今月のテーマは、「ミッドセンチュリー・モダン」。
ご存知の方も多いと思いますがこの言葉は1980年代に生まれた用語で、家具やテキスタイル、工業デザインの分野において、文字通り1940年代後半から60年代末にかけてみられたデザイン潮流を指します。
世界的なモダニズムの展開と、二度の世界大戦を通じて生まれた新素材の利用、そして比較的すっきりとしたシンプルなデザインがキーワード。アール・デコやアール・ヌーヴォーのような装飾的な要素は極力排除されたモダンデザインが特徴です。
実際は腕時計の分野でこのミッドセンチュリーデザインが語られることはほとんどありません。しかしながら、当時の腕時計には共通したデザイン性が見受けられます。具体的には、力強いラグや肉厚なベゼルを持つボリューミーなラウンドケース、抽象化されたインデックスデザインやドーフィヌハンドを典型とする大ぶりな時分針といったもの。

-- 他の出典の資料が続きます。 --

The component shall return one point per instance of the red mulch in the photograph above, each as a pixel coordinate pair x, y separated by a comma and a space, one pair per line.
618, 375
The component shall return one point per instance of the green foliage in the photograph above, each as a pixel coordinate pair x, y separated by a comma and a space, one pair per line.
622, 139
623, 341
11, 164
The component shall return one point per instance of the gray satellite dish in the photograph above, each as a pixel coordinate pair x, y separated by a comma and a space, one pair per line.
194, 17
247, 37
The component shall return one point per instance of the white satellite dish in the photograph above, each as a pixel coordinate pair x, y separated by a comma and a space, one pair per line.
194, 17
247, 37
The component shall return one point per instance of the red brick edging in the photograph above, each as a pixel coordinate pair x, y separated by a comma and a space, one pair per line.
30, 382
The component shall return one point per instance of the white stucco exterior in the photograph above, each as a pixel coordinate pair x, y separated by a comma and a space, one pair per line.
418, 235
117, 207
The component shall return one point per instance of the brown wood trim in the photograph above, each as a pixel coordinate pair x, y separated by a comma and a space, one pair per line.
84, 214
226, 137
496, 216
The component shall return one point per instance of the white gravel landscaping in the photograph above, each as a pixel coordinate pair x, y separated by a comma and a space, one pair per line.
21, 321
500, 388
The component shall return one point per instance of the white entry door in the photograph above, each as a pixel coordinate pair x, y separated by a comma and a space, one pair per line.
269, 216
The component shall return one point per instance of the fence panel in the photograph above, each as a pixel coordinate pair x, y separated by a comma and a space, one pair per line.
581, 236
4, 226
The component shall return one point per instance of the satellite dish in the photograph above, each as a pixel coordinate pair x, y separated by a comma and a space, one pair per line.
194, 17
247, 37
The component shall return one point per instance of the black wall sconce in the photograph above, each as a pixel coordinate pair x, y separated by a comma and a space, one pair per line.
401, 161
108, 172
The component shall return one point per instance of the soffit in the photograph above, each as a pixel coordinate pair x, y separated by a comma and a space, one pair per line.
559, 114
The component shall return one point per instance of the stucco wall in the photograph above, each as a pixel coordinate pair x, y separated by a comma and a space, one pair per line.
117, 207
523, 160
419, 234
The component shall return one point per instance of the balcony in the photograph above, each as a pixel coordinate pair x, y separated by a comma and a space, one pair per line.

そしてアール・デコ期に全盛を極めた角型ケースは鳴りを潜め、ラウンドシェイプが多数派となり、サイズ感も33mmを超えるものが目立ちます。
こうしたある種の膨張するデザイン性によって特徴付けられるミッドセンチュリーの腕時計には、曲線が多用されボリューム感が際立つ同時代のプロダクトデザインとも共通するスタイルがあります。
第二次大戦が終わり、人々の間に豊かな生活が浸透するとともに、腕時計が大衆化・一般化されるプロセスの中で生まれたミッドセンチュリー・デザインの風。それは戦後の繁栄の時代を象徴するかのような豊穣なイメージに満ち、性能においても頂点を極める重要なアイテムが揃います。